- Born: c. 1500 Ardabil, Aq Qoyunlu
- Died: 1585 (aged 84–85) Najaf, Ottoman Iraq
- Other names: Moghaddas Ardabili Mohaghegh Ardabili

Academic work
- Notable works: Zubdat al-Bayan fi Ayat al-Ahkam

= Ahmad ibn Muhammad Ardabili =

Iranian Shia Grand Ayatollah (c. 1500–1585)

Ahmad ibn Muhammad Ardabili (احمد بن محمد اردبیلی; c. 1500–1585) was a Shia Grand Ayatollah of jurisprudence. After the death of Zayn al-Din al-Juba'i al'Amili, he became the Marja' of the Twelver Shia in Najaf, Iraq. He is known by the titles of Mohaghegh and Muoghaddas.

==Life and education==
Ahmad was born in the Safavid era (16th century) in Niar, Ardabil, Azerbaijan in Iran. He moved to Najaf and continued his education. He moved to Shiraz to study philosophy under Jamal al-Din Mahmud, a student of Jalaladdin Davani. Mohaghegh studied intellectual sciences and Fiqh in the seminary of Najaf. He gave up teaching intellectual subjects during the last years of his life and taught narrative sciences at Najaf. The seminary of Najaf thrived under his management.

== Titles ==
Ahmad ibn Muhammad Ardabili was called Mohaghegh (researcher) by other scholars because of his skills. He was also called Moghaddas (saint) by those close to him.

==Moghaddas Ardabili and Safavid dynasty==
The Safavid dynasty sent a message by Bahāʾ al-dīn al-ʿĀmilī and requested Ardabili to move to Iran from Najaf. Although, he refused Shah Abbas Safavi's request to move to Iran, he remained connected with the Safavid court. He resolved problems of Shiites by writing letters to the Safavid kings. He also played an important role in spreading Shia religion during the Safavid era.

==Scholarly works==
Mohaghegh Ardabili wrote scholarly works on Fiqh, the intellectual sciences, Principles of Islamic jurisprudence, theology, and Ahl al-Bayt's life. He also wrote one of the major Shia Quran commentaries. He wrote several books in Persian, such as Proof of the Imamah, Proof of the Farz, Manasek of Hajj.
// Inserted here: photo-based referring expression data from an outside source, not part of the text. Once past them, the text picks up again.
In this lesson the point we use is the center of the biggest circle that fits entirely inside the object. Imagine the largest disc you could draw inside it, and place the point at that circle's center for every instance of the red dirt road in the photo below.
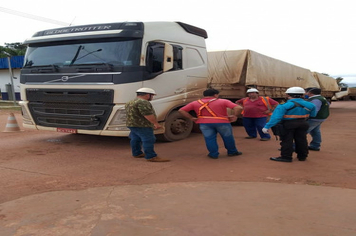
(39, 161)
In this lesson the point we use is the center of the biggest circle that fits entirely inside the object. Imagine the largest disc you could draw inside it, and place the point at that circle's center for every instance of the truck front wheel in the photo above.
(177, 127)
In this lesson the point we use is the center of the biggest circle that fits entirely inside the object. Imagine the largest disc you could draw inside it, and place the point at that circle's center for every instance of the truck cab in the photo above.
(77, 79)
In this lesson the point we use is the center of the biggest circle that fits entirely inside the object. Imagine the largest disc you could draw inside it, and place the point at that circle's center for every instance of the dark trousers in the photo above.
(294, 130)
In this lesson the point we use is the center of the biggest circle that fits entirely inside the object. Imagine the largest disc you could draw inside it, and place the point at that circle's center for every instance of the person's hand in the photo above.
(194, 119)
(264, 130)
(232, 118)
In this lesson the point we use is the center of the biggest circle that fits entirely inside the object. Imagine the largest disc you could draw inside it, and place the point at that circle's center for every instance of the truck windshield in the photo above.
(116, 53)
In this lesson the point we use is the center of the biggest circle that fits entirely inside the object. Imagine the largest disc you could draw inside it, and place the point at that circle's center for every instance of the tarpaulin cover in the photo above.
(247, 67)
(327, 83)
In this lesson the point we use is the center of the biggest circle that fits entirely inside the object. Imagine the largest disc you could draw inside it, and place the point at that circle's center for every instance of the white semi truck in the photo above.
(77, 79)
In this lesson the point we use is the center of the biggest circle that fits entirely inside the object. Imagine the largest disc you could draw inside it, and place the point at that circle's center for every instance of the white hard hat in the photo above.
(146, 90)
(252, 90)
(295, 90)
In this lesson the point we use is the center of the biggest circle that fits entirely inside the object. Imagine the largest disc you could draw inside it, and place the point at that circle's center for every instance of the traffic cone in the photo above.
(11, 125)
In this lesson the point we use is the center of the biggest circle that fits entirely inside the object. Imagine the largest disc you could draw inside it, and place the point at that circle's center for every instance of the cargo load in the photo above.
(233, 72)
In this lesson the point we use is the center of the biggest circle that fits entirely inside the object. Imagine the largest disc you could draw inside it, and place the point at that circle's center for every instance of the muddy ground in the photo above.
(39, 161)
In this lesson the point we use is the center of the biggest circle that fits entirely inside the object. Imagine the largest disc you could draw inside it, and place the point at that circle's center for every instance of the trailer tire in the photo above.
(177, 127)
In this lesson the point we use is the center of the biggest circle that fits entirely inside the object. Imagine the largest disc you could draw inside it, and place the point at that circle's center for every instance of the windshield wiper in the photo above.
(76, 55)
(44, 68)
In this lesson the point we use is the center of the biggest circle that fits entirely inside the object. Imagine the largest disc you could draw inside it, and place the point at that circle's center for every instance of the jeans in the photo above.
(210, 132)
(314, 131)
(294, 130)
(252, 125)
(142, 137)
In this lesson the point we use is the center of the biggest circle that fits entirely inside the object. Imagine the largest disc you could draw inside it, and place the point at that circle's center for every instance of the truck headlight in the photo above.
(119, 117)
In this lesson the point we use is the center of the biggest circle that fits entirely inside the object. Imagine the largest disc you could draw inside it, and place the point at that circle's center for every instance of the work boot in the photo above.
(140, 156)
(235, 154)
(158, 159)
(264, 139)
(281, 159)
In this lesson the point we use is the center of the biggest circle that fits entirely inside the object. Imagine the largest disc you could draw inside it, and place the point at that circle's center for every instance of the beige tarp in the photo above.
(327, 83)
(246, 67)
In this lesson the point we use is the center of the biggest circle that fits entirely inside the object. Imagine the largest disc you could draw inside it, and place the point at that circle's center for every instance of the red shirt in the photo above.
(219, 107)
(255, 109)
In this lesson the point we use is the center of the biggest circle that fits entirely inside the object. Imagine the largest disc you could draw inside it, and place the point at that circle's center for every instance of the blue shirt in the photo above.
(286, 111)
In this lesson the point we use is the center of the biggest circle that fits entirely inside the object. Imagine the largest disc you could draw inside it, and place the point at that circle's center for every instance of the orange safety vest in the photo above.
(265, 100)
(206, 106)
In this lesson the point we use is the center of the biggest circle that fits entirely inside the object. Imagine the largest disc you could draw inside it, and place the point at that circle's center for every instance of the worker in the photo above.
(293, 117)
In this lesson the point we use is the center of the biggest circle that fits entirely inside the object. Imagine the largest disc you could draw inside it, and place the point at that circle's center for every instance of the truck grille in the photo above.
(75, 109)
His works include
- Zubdat al-Bayan fi Ayat al-Ahkam, a treatise about the juridical verses of the Quran.
- Majma al-Faedeh val-Borhan fi Sharh al-Adhhan, an encyclopedia of inferential jurisprudence.
- Estynas al-manawiyyah, a manuscript detailing the history of Islam
- Bahr al-Manaqib.

== Death ==

Ahmad ibn Muhammad Ardabili died in 1585 (993 AH) and was buried in Imam Ali Mosque in Najaf.

== Legacy ==
In 1978, University of Mohaghegh Ardabili (UMA) was established in Ardabil and named in honour of Ahmad ibn Muhammad Ardabili.